Databricks autoloader duplicated column name

140 views Asked by At

I want to stream data from MS Defender lake houseusing autoloader. Data have this folder structure in Blob storage: y=2023/m=06/d=27/h=23/m=00 enter image description here

Problem is that into streaming are included even partition columns and there is column named "m" twice. Once for month and once for minute. I tried to explicitly select columns for stream read but this is not working. Any idea how to either omit partition columns or drop them before I get error?

My code:

bronze_df = (spark.readStream
  .format("cloudFiles")
  .option("cloudFiles.format", "json")
  .option("badRecordsPath", bad_record_path)
  .option("cloudFiles.schemaLocation", checkpoint_path)
  .load(f"{defender_adls}")
  .selectExpr("Tenant", "category", "operationName", "properties", "tenantId", "time")
  )

error message: [STREAM_FAILED] Query [id = f87a50cb-97f4-450f-a59c-b296109a21aa, runId = 68b2056e-767c-4df0-9935-c55f39d7c0e0] terminated with exception: [AMBIGUOUS_REFERENCE] Reference m is ambiguous, could be: [m, m].

1

There are 1 answers

1
DileeprajnarayanThumula On BEST ANSWER

I have tried the approach to Filter to drop a specific partition.

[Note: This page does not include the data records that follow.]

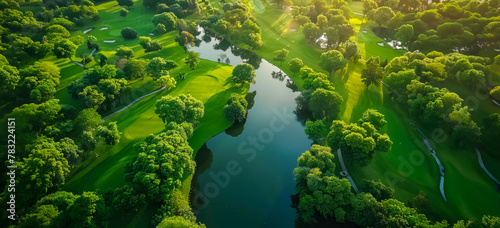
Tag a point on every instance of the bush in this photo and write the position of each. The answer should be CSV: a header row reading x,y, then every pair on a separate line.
x,y
129,33
236,108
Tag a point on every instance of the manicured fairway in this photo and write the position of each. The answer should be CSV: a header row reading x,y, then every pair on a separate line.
x,y
408,168
209,83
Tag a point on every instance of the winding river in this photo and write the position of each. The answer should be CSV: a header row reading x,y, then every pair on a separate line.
x,y
244,175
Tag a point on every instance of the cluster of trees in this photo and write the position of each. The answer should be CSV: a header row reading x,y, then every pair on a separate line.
x,y
322,194
359,141
320,18
36,83
100,88
26,39
238,24
465,26
164,161
177,7
411,77
56,139
318,96
236,108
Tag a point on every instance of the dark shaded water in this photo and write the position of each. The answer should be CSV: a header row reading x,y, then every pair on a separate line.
x,y
244,175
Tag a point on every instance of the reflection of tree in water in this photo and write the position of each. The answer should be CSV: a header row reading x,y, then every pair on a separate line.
x,y
302,108
291,84
250,97
237,128
204,159
279,75
222,45
206,38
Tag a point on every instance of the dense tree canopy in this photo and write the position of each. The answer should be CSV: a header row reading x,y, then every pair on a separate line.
x,y
183,108
244,72
162,163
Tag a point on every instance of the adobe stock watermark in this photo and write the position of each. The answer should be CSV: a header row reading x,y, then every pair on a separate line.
x,y
409,163
249,149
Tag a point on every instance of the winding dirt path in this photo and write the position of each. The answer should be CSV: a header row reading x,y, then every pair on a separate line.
x,y
440,165
133,102
480,160
339,154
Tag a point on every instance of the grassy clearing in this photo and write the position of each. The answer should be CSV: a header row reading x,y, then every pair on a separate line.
x,y
209,83
401,168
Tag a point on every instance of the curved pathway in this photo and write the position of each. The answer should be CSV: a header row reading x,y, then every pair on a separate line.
x,y
480,160
133,102
339,153
440,165
77,63
495,102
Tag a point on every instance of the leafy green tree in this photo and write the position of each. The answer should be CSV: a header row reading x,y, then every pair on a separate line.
x,y
495,93
351,51
180,222
109,133
92,42
244,72
316,130
397,64
55,32
70,150
183,108
124,52
373,117
64,49
280,55
128,3
162,163
373,73
466,133
295,64
369,5
332,36
97,73
129,33
193,59
135,68
168,19
175,205
149,45
325,104
9,79
404,34
471,78
311,31
236,108
123,12
92,97
382,15
331,61
377,189
167,81
185,39
223,27
156,67
42,172
358,142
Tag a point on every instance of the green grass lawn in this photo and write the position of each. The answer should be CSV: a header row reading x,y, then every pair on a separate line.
x,y
390,168
210,83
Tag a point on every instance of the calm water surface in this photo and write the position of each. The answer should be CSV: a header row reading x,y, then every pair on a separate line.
x,y
244,175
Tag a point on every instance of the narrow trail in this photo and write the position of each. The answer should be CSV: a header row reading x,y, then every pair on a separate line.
x,y
77,63
133,102
480,160
440,165
339,154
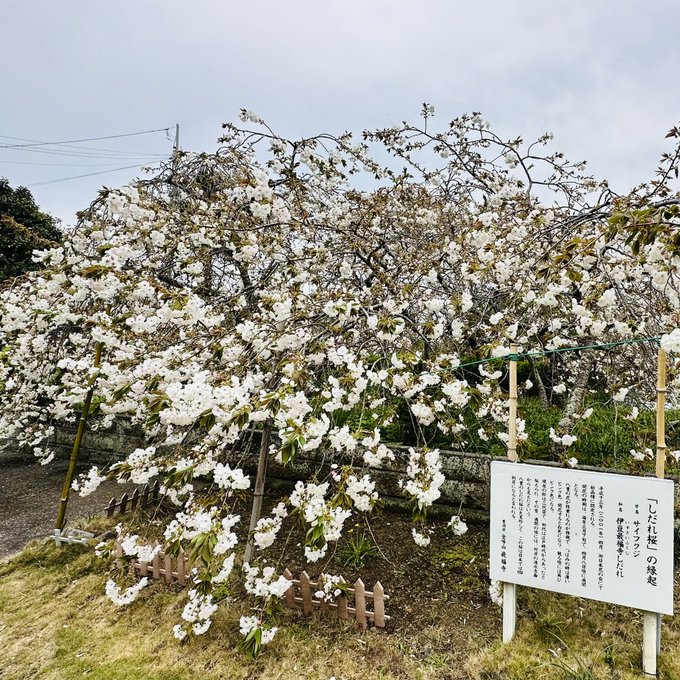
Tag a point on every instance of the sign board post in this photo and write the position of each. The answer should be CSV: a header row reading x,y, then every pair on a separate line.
x,y
597,535
651,625
510,589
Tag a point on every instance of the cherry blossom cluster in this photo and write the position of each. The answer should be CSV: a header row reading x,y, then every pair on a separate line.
x,y
302,298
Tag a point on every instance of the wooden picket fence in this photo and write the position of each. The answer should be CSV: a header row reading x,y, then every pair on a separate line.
x,y
358,594
171,569
148,496
300,594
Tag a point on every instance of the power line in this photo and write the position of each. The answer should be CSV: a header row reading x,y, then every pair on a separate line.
x,y
75,165
88,174
86,139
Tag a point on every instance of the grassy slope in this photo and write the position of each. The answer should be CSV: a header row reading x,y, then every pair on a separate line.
x,y
56,623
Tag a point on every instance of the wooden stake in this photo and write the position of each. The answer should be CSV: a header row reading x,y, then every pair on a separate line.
x,y
258,494
512,402
661,415
510,589
61,514
651,626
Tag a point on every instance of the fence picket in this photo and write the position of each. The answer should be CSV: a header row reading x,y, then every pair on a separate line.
x,y
360,603
290,593
378,605
306,590
156,566
342,604
181,568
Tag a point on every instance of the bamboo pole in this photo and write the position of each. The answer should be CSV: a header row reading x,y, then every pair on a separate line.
x,y
651,630
512,423
61,514
510,589
258,494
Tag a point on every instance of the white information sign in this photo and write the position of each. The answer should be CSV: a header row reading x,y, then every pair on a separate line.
x,y
602,536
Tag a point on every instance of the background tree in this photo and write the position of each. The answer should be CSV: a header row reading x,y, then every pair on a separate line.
x,y
23,228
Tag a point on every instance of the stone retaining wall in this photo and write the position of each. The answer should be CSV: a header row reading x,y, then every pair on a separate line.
x,y
466,488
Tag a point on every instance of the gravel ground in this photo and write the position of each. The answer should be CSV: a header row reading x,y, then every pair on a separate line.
x,y
29,499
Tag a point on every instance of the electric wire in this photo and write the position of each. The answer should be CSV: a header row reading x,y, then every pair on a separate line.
x,y
87,174
86,139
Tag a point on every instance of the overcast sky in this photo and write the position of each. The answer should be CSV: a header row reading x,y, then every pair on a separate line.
x,y
601,75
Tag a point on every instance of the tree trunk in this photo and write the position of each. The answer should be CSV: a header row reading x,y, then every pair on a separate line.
x,y
579,390
258,494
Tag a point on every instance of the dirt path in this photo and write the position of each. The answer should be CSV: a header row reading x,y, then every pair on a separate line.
x,y
29,497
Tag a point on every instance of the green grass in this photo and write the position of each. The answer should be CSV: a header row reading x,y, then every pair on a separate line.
x,y
57,624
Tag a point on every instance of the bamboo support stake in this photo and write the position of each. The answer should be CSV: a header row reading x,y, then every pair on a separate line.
x,y
61,514
510,589
512,402
661,415
360,603
651,626
258,494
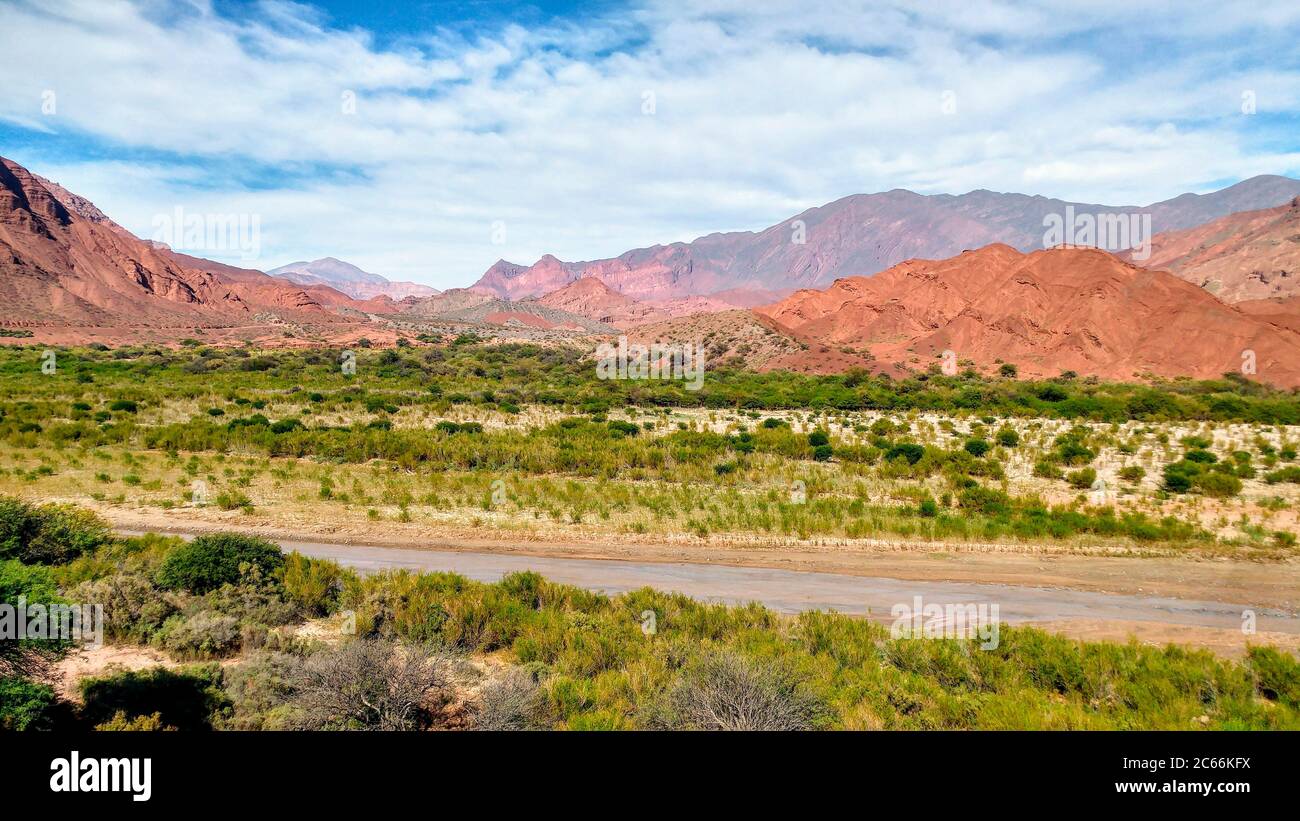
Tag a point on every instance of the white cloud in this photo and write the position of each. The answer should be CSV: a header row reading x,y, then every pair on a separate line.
x,y
758,114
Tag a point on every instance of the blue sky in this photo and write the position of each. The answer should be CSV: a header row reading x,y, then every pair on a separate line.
x,y
425,140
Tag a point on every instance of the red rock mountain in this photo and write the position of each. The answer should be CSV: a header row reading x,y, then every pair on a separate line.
x,y
1045,312
64,263
590,298
1243,256
856,235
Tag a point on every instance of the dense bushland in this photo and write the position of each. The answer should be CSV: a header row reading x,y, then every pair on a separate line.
x,y
581,660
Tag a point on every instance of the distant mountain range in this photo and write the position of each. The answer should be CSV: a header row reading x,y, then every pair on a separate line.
x,y
1047,312
349,279
1208,295
64,263
856,235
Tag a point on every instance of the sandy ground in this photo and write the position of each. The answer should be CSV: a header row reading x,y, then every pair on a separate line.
x,y
1273,585
87,661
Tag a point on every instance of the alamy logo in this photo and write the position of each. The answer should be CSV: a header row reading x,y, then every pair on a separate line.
x,y
655,361
81,624
208,233
1106,230
77,774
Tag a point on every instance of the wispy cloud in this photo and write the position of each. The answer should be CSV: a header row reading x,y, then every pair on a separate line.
x,y
650,122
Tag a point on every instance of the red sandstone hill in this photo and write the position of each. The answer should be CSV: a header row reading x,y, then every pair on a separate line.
x,y
1045,312
64,263
1243,256
854,235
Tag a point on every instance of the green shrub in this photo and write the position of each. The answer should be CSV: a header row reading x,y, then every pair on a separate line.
x,y
1082,479
48,534
209,561
186,699
976,447
312,583
25,704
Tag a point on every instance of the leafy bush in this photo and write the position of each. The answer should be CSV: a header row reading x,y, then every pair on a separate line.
x,y
25,704
209,561
312,583
202,635
724,690
372,685
185,699
48,534
909,451
1082,479
976,447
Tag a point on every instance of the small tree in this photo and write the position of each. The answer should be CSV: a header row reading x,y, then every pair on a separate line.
x,y
372,685
211,561
728,691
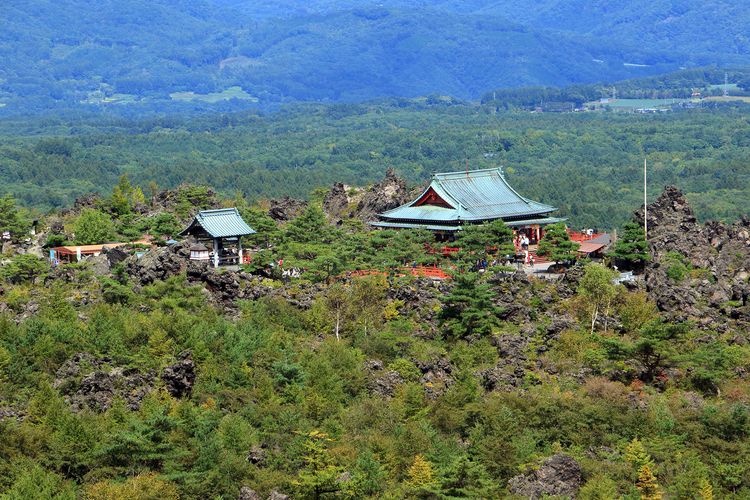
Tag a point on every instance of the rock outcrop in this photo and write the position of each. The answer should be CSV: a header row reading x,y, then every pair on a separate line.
x,y
180,376
286,208
382,382
157,264
559,475
385,195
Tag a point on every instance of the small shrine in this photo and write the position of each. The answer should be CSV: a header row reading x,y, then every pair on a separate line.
x,y
219,234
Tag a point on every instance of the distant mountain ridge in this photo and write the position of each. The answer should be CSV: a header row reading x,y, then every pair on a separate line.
x,y
133,51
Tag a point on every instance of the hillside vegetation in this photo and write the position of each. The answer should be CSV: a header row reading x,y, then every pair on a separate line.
x,y
156,377
587,164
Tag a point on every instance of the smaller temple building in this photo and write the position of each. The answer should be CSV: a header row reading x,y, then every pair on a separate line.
x,y
455,199
219,236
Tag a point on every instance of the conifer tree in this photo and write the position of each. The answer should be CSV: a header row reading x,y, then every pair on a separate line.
x,y
705,490
636,455
647,485
631,248
598,289
420,472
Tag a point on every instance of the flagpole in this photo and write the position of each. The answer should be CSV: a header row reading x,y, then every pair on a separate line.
x,y
645,203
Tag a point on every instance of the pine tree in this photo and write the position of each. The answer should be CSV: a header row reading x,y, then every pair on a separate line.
x,y
631,248
705,490
556,244
476,240
469,307
319,474
636,455
647,485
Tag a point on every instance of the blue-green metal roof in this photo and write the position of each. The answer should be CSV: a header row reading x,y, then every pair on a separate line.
x,y
473,196
220,223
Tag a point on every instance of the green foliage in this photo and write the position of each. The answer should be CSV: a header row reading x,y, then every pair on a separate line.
x,y
13,219
24,268
556,244
468,309
678,268
30,480
478,241
93,227
317,478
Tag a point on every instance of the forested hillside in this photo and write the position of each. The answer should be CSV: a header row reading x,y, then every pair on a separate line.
x,y
152,55
587,164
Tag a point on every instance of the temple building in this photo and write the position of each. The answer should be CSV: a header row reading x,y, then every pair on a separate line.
x,y
455,199
223,230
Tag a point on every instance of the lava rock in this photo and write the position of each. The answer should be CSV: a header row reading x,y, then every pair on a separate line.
x,y
336,201
286,208
389,193
248,494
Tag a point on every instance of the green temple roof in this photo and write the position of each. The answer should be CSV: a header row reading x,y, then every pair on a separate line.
x,y
220,223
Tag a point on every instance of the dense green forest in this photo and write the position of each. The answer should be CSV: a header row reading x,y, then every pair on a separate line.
x,y
587,164
171,55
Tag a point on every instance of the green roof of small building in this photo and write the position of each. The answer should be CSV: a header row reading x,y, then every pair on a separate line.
x,y
472,196
220,223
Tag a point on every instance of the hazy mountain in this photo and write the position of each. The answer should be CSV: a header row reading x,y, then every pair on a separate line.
x,y
71,51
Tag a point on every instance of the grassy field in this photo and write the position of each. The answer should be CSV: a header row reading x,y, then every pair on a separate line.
x,y
730,98
230,93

from pyspark.sql.functions import col
df = spark.readStream.format('cloudFiles') \
        .option('cloudFiles.format', 'CSV') \
        .option('cloudFiles.schemaLocation', schema_loc) \
        .option('header', True) \
        .load(source_data_loc)
df_filtered = df.filter((col('y') != '2023') & 
                        (col('m') != '06') & 
                        (col('d') != '27') & 
                        (col('h') != '23') & 
                        (col('m') != '00'))
df_filtered.show()

enter image description here

I have used CSV file as an example.

ADLS File Path: enter image description here

You can try the below approach

from pyspark.sql import SparkSession
from pyspark.sql.types import StructType, StructField, StringType, IntegerType
source_data_loc = "abfss://[email protected]/actual_data_csv/y=2023/m=06/d=27/h=23/m=00"
target_data_loc = "abfss://[email protected]/Autoloader/output.csv"
checkpoint_data_loc = "abfss://[email protected]/checkpoints"
schema_loc = "abfss://[email protected]/schema"
spark = SparkSession.builder.appName("AzureStorageExample").getOrCreate()
customSchema = StructType([
    StructField("name", StringType(), True),
    StructField("age", IntegerType(), True)
])
df = spark.readStream.format('cloudFiles') \
    .option('cloudFiles.format', "CSV") \
    .option('cloudFiles.schemaLocation', schema_loc) \
    .option('header', True) \
    .schema(customSchema) \
    .load(source_data_loc)
df = df.drop('year', 'month', 'day', 'hour', 'minute')
df.display()

enter image description here

enter image description here

  • In the above code defines a custom schema using StructType and StructField to specify the structure of the data.
  • And drops specific columns from the DataFrame, including 'year','month', 'day', 'hour', and 'minute'.